Overview
The Triple Marker Test (also called the triple screen) is a prenatal blood screening performed between 14 and 18 weeks of pregnancy to estimate the risk that a fetus may have certain chromosomal abnormalities or neural tube defects. The test measures three maternal serum markers — Alpha-fetoprotein (AFP), Human Chorionic Gonadotropin (hCG) and Unconjugated Estriol (uE3) — and combines those values with maternal information (age, weight, ethnicity, gestational age and ultrasound dating) to calculate a risk score. The Triple Marker Test is a non-invasive screening tool (about 70% sensitivity with ≈5% false positive rate) that helps clinicians decide whether to offer diagnostic testing such as amniocentesis or further imaging.
Symptoms
The Triple Marker Test itself produces no symptoms — it is a simple blood draw. Clinically, the test is ordered when there is concern about fetal development or when routine prenatal care calls for screening. A high-risk result from the Triple Marker Test alerts parents and doctors to look for possible signs of fetal problems on ultrasound or on further diagnostic tests. Typical concerns that follow a high-risk result include findings on the anomaly scan, abnormal fetal anatomy, or biochemical patterns suggesting:
- Possible Down’s syndrome (Trisomy 21) — biochemical pattern: AFP ↓, uE3 ↓, hCG ↑.
- Possible Edwards syndrome (Trisomy 18) — biochemical pattern: AFP ↓, uE3 ↓, hCG ↓.
- Possible neural tube defect (spina bifida, anencephaly) — biochemical pattern: AFP elevated.

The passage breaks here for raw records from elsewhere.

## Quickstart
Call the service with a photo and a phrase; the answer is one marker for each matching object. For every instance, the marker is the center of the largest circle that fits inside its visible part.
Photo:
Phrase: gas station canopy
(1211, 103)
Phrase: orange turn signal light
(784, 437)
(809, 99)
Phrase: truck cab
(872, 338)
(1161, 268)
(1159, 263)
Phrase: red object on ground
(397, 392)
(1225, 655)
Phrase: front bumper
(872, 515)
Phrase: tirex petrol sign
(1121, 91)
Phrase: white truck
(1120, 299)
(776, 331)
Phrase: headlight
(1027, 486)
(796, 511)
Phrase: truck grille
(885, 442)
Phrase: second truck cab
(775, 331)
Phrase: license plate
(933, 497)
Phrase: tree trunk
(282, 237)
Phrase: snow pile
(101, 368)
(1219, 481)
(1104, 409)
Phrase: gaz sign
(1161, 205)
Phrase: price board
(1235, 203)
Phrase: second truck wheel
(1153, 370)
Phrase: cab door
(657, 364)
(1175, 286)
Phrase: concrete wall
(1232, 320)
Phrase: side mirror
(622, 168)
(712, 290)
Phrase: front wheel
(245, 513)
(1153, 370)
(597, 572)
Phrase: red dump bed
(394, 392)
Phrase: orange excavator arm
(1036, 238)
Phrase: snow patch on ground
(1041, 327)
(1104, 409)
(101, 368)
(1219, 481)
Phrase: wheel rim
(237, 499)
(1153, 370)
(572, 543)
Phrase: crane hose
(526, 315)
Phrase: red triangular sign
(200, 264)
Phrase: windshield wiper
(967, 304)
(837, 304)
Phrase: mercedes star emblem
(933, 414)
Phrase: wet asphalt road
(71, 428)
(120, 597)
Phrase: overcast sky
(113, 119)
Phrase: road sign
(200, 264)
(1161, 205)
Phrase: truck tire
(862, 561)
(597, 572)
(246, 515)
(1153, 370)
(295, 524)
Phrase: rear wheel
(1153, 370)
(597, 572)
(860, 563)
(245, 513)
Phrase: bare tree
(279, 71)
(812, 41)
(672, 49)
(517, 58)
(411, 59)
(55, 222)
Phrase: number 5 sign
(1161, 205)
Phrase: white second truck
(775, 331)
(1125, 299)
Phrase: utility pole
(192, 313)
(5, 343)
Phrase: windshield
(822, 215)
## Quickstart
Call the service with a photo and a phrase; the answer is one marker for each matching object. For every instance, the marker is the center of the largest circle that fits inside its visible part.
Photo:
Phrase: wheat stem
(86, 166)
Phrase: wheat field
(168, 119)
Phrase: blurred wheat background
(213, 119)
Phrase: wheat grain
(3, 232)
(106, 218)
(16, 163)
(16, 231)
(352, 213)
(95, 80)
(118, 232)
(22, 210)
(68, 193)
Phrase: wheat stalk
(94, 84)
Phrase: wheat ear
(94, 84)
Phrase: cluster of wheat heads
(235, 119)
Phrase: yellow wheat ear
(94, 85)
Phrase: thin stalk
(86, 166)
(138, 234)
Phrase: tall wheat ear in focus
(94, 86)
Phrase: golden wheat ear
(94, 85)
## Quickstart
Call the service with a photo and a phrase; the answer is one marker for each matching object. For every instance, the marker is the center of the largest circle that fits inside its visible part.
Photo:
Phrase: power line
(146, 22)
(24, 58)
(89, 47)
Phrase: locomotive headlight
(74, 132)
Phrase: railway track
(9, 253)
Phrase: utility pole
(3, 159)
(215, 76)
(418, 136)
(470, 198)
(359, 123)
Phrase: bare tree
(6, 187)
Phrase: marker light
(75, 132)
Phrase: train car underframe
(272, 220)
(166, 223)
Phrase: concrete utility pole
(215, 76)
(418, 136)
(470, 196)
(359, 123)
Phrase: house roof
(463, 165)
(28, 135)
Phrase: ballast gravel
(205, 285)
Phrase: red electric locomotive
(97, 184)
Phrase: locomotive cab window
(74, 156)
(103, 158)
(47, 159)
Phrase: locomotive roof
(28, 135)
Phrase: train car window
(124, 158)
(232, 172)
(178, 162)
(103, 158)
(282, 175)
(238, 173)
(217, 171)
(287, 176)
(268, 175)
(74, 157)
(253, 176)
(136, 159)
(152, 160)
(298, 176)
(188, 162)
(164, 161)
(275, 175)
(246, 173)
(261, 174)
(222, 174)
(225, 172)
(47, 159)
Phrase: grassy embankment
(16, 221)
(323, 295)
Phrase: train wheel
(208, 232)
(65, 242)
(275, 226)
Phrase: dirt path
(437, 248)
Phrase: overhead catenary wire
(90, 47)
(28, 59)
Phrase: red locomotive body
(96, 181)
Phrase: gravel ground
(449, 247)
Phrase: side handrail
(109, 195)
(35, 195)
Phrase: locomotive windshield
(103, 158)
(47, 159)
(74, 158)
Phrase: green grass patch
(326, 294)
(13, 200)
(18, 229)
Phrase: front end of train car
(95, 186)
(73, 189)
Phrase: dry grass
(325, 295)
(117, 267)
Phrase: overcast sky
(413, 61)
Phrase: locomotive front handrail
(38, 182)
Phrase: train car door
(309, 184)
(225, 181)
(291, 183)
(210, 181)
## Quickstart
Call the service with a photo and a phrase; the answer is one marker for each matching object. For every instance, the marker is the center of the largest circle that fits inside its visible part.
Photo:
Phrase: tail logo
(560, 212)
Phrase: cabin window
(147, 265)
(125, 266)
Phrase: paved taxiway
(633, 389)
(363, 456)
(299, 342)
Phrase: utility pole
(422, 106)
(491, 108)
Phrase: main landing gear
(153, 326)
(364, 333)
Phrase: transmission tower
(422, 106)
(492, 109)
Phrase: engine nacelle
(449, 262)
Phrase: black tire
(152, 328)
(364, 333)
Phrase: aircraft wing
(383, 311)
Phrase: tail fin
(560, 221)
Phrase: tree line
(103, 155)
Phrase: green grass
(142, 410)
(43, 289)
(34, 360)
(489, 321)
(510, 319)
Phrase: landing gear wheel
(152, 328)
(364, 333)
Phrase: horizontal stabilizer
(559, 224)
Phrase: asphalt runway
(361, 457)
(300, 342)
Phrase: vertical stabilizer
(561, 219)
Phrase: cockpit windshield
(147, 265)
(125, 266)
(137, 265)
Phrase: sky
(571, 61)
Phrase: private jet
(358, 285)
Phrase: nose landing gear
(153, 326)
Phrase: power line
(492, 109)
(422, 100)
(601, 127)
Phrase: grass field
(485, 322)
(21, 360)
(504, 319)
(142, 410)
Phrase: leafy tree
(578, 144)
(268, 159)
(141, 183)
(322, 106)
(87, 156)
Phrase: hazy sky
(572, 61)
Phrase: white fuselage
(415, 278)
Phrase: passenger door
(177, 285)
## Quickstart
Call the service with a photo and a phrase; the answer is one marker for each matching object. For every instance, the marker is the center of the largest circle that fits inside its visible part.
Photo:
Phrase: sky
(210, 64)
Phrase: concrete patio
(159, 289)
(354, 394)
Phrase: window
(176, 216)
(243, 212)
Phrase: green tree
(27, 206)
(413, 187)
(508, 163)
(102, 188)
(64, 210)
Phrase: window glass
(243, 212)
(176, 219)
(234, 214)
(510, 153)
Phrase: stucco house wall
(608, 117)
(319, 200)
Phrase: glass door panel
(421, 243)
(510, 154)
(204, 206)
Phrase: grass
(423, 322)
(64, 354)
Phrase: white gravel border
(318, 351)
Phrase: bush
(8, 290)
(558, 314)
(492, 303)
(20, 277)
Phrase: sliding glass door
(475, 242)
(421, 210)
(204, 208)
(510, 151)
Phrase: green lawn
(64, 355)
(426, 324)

Remember: the Triple Marker Test is a screening test, not a diagnosis; abnormal results prompt further testing, not immediate conclusions.
Causes
The Triple Marker Test detects abnormal marker levels in the mother’s blood that are produced by the fetus, fetal liver or placenta:
- AFP (Alpha-fetoprotein) originates mainly from the fetal liver. Elevated maternal AFP can indicate open neural tube defects or multiple pregnancy; low AFP can be seen in some chromosomal conditions.
- hCG (Human Chorionic Gonadotropin) is produced by the placenta; abnormal hCG may reflect chromosomal aneuploidy, twin pregnancy or other placental differences.
- uE3 (Unconjugated Estriol) comes from fetal and placental steroid metabolism; low uE3 contributes to risk patterns seen in chromosomal abnormalities.
- Calculated risk depends on how each marker compares to the population median for that gestational age (MoM — Multiple of Median) and must be interpreted with accurate gestational dating, ultrasound findings and maternal factors. Factors such as HCG injections, IVF donor dates, diabetes, or medications may alter marker levels and must be declared at testing.
Risk factors
Certain maternal or pregnancy factors increase the likelihood that screening is recommended or that results may be affected:
- Advanced maternal age (≥35 years) increases baseline risk for chromosomal abnormalities and is a common indication for screening.
- Family history of genetic disorders or previous pregnancy with chromosomal anomalies.
- Diabetes, IVF conception (donor factors) and certain medications or injections that change hormone levels.
- Inaccurate pregnancy dating — incorrect gestational age will change MoM calculations and may lead to misleading results.
- Multiple pregnancy (twins, triplets) — multiple gestations alter marker profiles (for example, higher hCG) and require adjusted interpretation.
- Incomplete ultrasound information — a high-quality anomaly scan and precise gestational age are essential to interpret biochemical results correctly.
Prevention
Prevention in the context of the Triple Marker Test focuses on optimizing test accuracy and appropriate follow-up to reduce unnecessary anxiety and missed diagnoses:
- Timing: perform the test between 14–18 weeks gestation for valid results.
- Accurate dating: ensure gestational age is confirmed by ultrasound (anomaly scan) and provide exact LMP and ultrasound dates when submitting the sample.
- Full clinical information: include maternal date of birth, weight, ethnicity, history of prior pregnancies, diabetes status, IVF details or HCG therapy — all of these affect risk calculations and interpretation.
- Proper sample handling: collect 3.0 mL blood, separate serum promptly and send the sample with required clinical details to the laboratory.
- Patient counseling: explain that the Triple Marker Test is a screening tool only — a high-risk result prompts diagnostic testing (e.g., amniocentesis) and genetic counseling; a negative result does not guarantee a healthy baby.
- Follow-up plan: if the screen suggests elevated risk, arrange targeted ultrasound, specialist review and, where indicated, invasive diagnostic testing and counseling to confirm or exclude fetal abnormalities.